La répartition des rôles et des charges est bien clarifiée par convention. La municipalité aménage le local d’accueil, mis gracieusement à disposition des médecins volontaires. Elle achète le mobilier et le matériel informatique (90 000 euros d’investissement au total, financés à hauteur de 80 % par l’État et la Région) et prend en charge les factures d’eau, d’électricité, d’entretien et de ménage. L’association Médecins solidaires, opératrice du centre de santé, s’occupe de tout l’aspect humain. Elle mobilise les premiers médecins en communiquant au sein des réseaux et médias professionnels et recrute les deux coordinatrices administratives, chargées sur place du planning des médecins et de l’accueil des patients. L’association signe un contrat à durée déterminée (CDD) court avec chacun des médecins et prend en charge leurs frais de route entre leur domicile et Ajain, l’hébergement dans un gîte tout confort proche et, si besoin, un véhicule de location. Tous ces frais sont financés grâce à la rémunération issue des consultations et aux aides de l’État et de l’ARS dédiées aux centres de santé. Dans ce cabinet, qui remplit la fonction de médecin traitant, tout est mis en œuvre pour assurer la continuité de soins des patients. Les médecins se joignent avant de prendre et de quitter leur poste, saisissent numériquement toutes les données utiles à leurs successeurs et s’appuient sur les deux coordinatrices, indispensables maillons de la transmission d’informations.
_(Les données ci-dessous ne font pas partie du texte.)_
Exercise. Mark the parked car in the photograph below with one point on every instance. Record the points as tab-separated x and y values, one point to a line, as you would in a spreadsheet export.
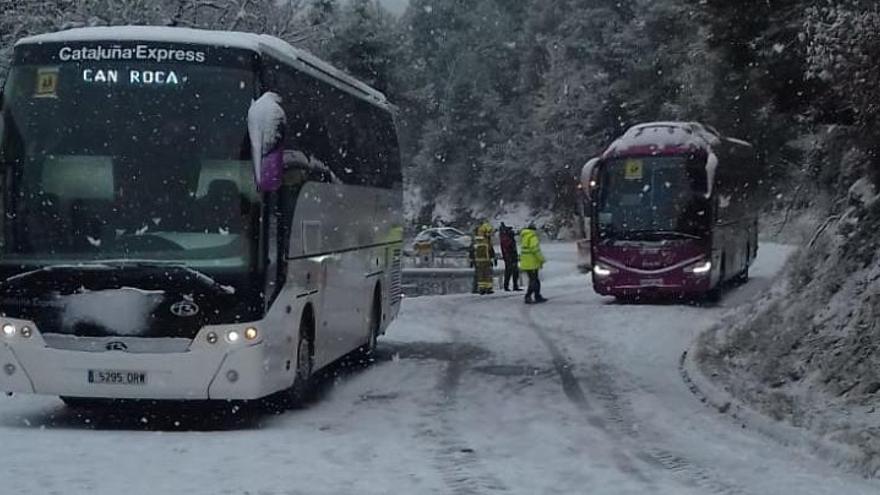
443	239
Une vingtaine de médecins s’inscrivent avant même l’ouverture du cabinet. « Ils viennent de toute la France, de Paris, Lille, Haute-Savoie et même d’Ajaccio », commente Gabriel du Passage, « cela peut être des jeunes remplaçants, des retraités, des médecins installés qui peuvent se faire remplacer ou encore des médecins hospitaliers… ». Au bout de trois mois, une quinzaine de médecins y avait déjà exercé et le planning des remplacements se remplissait pour les six mois suivants. « Certains d’entre eux sont déjà revenus ou comptent renouveler leurs séjours, se félicite le maire. Ils viennent par conviction et solidarité. Ils en profitent pour découvrir notre territoire. Je ne cache pas qu’à terme, ce serait l’idéal que l’un d’eux s’installe. » Côté patients, les retours sont plus que positifs. Bientôt, le cabinet déménagera au sein de l’Ehpad de la commune, qui dispose de suffisamment de place depuis peu. « Les médecins solidaires, pour l’instant seuls chaque semaine, sont déjà très pris. Nous allons donc prévoir de la place pour deux professionnels. »
Le dispositif Médecins solidaires
L’association Bouge ton coq, connue pour son accompagnement d’épiceries citoyennes, a donné les moyens au docteur Martial Jardel de mettre en œuvre Médecins solidaires. Les fondateurs de l’association Médecins solidaires estiment à 80 000 le nombre de généralistes mobilisables. 10 % d’entre eux suffiraient à animer 150 centres solidaires.